A 30-year fixed term comes with a higher rate than a shorter fixed term, and is higher than the introductory rate of a 30-year ARM. The higher your rate, the higher your monthly payment. You will also pay more interest over the life of your loan due to both the higher rate and longer term.

The pros and cons of 15-year mortgage rates are basically changed to 30-year rates. Yes, your monthly payments will still be predictable, but another benefit is that shorter terms come with lower interest rates. Not to mention you will be paying off your mortgage in 15 years soon. So you will save hundreds of thousands of dollars in interest over the life of your loan.

However, because you pay the same amount for half the term, your monthly payments will be higher if you choose a 30-year term.

Dig deeper: 15 year versus 30 year loans

Adjustable rate mortgages lock in your rate for a fixed period of time, then change it periodically. For example, with a 5/1 ARM, your rate stays the same for the first five years and then goes up or down once a year for the remaining 25 years.

The big advantage is that the introductory rate is usually lower than what you would get with a 30-year fixed rate, so your monthly payments will be lower. (Current average rates don’t reflect this, however – fixed rates are actually lower. Talk to your lender before deciding between a fixed or adjustable rate.)

With an ARM, you have no idea what your loan rates will be once the introductory period is over, so you run the risk of your rate increasing over time. This can ultimately end up costing more, and your monthly payments are not predictable from year to year.

But if you plan to move before the intro-rate period ends, you can reap the benefits of a lower rate without risking rate hikes down the road.

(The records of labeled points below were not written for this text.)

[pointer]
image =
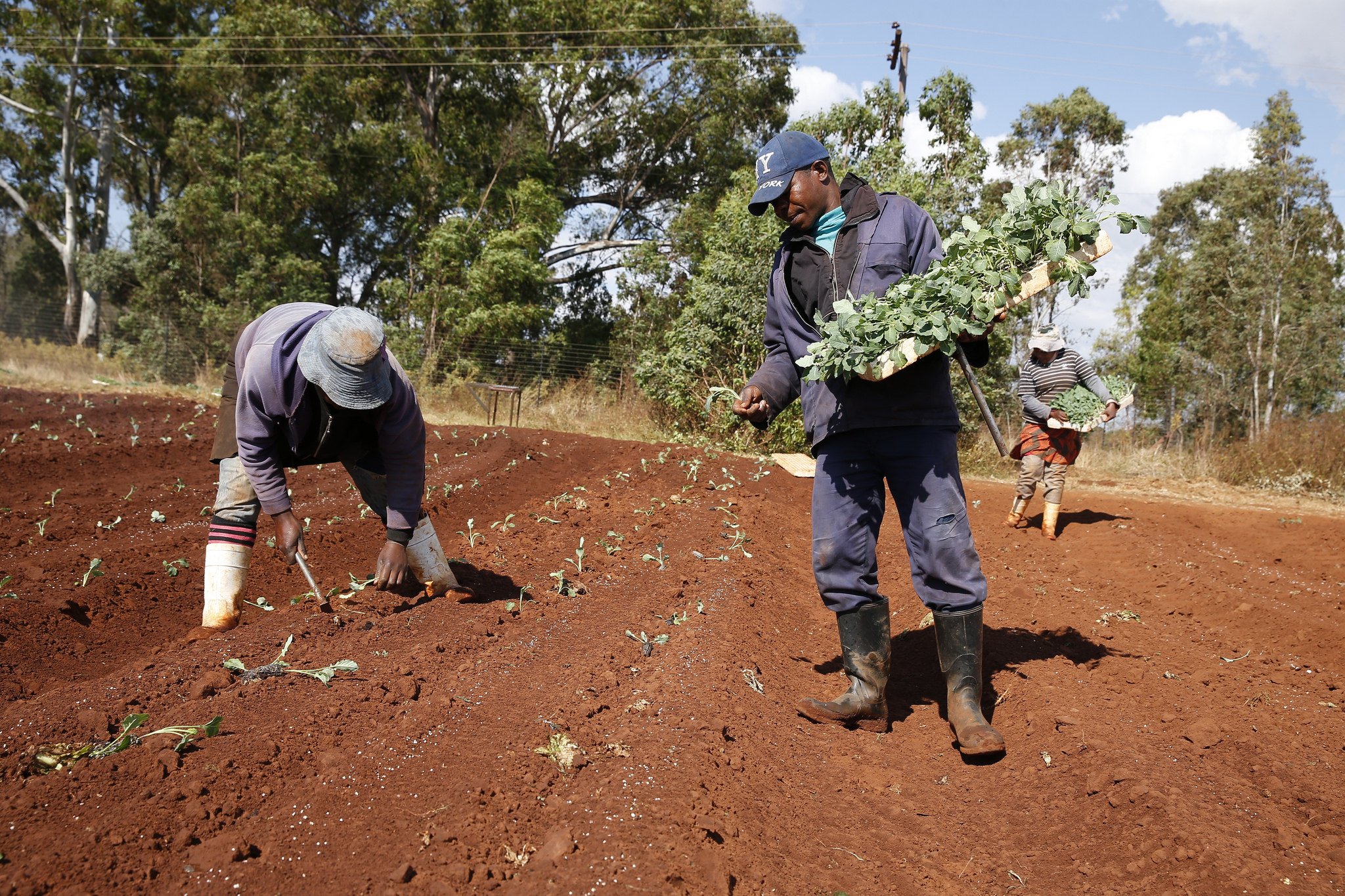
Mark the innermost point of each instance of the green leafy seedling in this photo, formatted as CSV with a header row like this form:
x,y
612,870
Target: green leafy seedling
x,y
471,535
92,572
565,587
579,558
359,585
646,641
661,558
57,757
278,667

Read more: Adjustable rate versus fixed rate mortgage

The national average for a 30-year mortgage is currently 6.87%, according to Zillow. But remember that prices can vary depending on where you live. For example, if you are buying in a city with a high cost of living, the prices can be even higher.

Mortgage rates will likely fall in 2025, but as the country waits to see how Trump’s leadership will affect inflation and other aspects of the economy, it is unclear how much rates could fall this year.

With occasional exceptions, mortgage rates have been on the rise for the past few weeks.

In many ways, getting a low rate mortgage refinance is the same as when you buy your home. Try to improve your credit score and lower your debt-to-income (DTI) ratio. Refinancing for a shorter period of time will also give you a lower rate, although your monthly mortgage payments will be higher.